Updated: Dec 7, 2022



Situated about two miles south of the Miami River, along the shore of the bay, is perhaps one of old Florida's most interesting historic sites– the Devil’s Punch Bowl. Located on what is now private property in Miami in the 3000 block of Brickell, the Punch Bowl is a fresh water spring close to the shore.

The historic watering hole has quenched the thirsts of Indians, explorers, pirates and pioneers throughout the centuries. Perhaps even The Barefoot Mailmen filled up their canteens there. Ships would fill up their kegs with the cool water to take on their trips. A 1923 article in the Miami Herald featured the punch bowl, reporting that early Grove pioneer Commodore Ralph Munroe said that the Punch Bowl was a watering hole as long as his memory reaches.

The Punch Bowl was also mentioned in the memories of Mrs. Mary Brickell, a one time owner of the site, who claimed that the punch-bowl has always been in existence, antedating her possession of the land.

The spring was circular and rock-enclosed, giving it a bowl shape, and it was about four to five feet deep and three feet in diameter at the top. The site is located just south of today's Wainright Park and immediately north of Vizcaya.

I stopped in at Ralph Munroe's house which is still standing in Coconut Grove. It's called The Barnacle House and it is lovely. What a location! I also added a picture of his wife's grave which is on the Coconut Grove's Library which is property he owned when she died.
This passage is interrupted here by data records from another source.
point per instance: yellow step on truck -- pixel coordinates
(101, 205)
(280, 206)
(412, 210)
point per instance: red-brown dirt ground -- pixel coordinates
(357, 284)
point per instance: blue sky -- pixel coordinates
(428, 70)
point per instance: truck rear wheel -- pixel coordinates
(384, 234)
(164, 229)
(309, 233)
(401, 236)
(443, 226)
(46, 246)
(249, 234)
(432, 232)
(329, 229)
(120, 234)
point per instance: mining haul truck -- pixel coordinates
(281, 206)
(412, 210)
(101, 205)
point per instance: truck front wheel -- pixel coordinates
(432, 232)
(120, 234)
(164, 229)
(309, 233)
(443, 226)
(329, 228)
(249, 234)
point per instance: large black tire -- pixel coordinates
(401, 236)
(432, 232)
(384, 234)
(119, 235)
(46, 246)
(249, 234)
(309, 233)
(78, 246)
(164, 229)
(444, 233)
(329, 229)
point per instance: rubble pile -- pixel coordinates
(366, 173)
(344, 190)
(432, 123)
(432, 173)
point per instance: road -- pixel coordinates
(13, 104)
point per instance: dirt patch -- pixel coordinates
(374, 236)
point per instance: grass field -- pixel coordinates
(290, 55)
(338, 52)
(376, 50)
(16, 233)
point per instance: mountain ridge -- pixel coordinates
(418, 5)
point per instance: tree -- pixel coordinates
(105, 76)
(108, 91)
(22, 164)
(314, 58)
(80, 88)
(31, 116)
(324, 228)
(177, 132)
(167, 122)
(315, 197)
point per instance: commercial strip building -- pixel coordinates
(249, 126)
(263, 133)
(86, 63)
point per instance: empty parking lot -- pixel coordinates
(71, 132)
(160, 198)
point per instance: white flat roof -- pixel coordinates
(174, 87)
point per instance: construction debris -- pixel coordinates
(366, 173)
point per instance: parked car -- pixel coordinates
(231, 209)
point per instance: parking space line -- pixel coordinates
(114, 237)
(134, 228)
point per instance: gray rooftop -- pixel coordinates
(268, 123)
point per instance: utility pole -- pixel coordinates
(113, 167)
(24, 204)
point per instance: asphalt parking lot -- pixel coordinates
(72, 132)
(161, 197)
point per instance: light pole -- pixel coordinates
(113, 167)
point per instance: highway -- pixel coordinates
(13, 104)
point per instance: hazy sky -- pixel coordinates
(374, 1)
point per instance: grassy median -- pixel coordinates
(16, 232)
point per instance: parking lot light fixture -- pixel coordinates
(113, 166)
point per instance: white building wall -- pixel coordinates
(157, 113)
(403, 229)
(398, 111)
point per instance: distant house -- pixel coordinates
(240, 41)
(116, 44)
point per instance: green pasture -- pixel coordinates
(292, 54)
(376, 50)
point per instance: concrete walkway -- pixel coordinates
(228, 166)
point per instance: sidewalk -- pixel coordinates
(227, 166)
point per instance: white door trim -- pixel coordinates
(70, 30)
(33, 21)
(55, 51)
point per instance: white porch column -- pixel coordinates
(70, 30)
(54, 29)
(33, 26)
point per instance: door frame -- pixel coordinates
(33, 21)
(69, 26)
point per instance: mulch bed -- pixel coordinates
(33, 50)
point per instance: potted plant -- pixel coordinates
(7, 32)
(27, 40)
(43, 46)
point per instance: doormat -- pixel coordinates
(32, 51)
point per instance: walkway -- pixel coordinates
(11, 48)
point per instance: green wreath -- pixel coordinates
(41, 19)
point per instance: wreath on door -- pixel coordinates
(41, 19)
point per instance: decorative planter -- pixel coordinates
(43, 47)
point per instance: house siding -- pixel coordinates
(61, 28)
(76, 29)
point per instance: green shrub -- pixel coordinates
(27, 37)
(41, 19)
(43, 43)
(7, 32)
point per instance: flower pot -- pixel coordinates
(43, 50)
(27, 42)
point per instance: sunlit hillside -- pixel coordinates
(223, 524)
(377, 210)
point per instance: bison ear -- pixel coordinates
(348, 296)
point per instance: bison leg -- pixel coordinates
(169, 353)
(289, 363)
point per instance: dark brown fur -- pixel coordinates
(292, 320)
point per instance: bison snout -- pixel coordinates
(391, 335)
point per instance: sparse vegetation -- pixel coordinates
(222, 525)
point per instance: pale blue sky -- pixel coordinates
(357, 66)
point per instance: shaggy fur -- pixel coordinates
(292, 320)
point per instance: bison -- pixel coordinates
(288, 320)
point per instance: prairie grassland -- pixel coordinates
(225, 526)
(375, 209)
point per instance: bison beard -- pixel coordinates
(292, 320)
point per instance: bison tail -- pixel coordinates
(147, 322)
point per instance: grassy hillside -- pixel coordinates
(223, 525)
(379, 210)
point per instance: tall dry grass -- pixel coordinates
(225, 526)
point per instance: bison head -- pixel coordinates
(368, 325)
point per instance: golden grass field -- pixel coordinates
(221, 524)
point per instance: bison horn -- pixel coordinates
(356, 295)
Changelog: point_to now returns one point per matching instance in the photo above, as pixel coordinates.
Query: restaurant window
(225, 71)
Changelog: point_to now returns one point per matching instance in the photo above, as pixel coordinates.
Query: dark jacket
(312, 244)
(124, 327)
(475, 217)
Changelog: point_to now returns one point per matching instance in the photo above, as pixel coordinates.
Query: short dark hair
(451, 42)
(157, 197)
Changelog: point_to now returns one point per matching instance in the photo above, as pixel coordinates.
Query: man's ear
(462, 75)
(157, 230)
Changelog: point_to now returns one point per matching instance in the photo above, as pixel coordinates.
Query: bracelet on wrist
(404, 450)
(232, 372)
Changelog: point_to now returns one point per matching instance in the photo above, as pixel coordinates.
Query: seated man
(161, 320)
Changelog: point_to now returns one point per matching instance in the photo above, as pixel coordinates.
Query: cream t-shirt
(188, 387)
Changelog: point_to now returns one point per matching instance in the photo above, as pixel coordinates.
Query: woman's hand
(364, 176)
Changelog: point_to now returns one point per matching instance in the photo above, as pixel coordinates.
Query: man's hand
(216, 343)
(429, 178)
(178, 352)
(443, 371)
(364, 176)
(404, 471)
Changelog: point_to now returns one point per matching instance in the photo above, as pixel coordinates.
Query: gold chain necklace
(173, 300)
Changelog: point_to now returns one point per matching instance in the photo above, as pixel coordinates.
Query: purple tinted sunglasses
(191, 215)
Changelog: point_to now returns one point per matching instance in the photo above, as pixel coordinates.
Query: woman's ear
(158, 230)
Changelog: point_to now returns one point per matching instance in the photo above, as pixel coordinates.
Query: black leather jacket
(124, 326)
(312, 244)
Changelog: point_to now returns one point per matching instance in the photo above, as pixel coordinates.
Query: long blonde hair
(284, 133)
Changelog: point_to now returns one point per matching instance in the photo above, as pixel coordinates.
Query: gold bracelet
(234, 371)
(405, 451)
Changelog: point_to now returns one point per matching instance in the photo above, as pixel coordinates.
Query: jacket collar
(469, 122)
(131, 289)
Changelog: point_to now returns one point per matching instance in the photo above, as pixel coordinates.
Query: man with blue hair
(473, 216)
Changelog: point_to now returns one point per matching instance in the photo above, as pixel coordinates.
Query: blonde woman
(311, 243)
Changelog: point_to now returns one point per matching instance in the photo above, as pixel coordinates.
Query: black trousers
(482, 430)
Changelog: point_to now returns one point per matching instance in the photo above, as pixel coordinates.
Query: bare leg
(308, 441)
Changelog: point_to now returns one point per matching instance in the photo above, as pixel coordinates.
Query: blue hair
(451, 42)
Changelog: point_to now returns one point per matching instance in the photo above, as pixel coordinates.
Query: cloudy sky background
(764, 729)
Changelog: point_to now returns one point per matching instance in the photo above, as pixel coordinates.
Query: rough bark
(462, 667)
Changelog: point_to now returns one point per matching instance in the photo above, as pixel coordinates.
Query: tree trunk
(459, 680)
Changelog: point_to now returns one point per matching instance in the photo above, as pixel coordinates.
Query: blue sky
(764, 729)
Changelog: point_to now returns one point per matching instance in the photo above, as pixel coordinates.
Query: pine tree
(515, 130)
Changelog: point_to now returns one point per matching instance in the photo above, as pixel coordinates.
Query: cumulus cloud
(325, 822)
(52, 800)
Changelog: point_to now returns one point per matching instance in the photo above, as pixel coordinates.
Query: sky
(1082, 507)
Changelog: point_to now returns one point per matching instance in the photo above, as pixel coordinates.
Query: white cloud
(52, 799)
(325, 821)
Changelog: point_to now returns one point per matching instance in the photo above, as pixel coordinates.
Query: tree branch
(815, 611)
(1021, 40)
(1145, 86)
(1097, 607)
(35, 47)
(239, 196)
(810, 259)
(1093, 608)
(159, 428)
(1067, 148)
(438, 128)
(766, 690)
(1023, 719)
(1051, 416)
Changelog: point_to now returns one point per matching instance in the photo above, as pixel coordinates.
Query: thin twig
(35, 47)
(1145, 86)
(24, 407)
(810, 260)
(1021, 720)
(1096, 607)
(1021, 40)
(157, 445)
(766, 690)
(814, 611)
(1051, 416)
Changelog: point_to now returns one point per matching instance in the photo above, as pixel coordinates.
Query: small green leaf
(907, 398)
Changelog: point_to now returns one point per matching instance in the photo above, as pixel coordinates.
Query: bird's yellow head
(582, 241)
And I stopped in to look at Mary Brickell's old mausoleum which was built on her property. The Mausoleum is the only surviving structure that is directly connected to the Brickell family and is situated on land they once owned on Brickell Point. At one time the Brickell Mausoleum held the remains of her husband William Brickell, who died in 1908 and Mary Brickell, who died in 1922 and their daughter Edith Brickell. This mausoleum was their private family cemetery located on their homestead. In 1948, however, daughter Maude E. Brickell complained that the nights were too noisy at the mausoleum location and moved the remains of the family members to Woodlawn Cemetery. They donated the land to build a park. Visiting Brickell park sure was crazy seeing this mausoleum just sitting there in the center of the high rise buildings.

As an aside, Ralph Monroe's wife is buried on The Coconut Grove Library property which was property that he owned at the time of his wife Eva's death. Her grave still sits there today in a little fenced in area.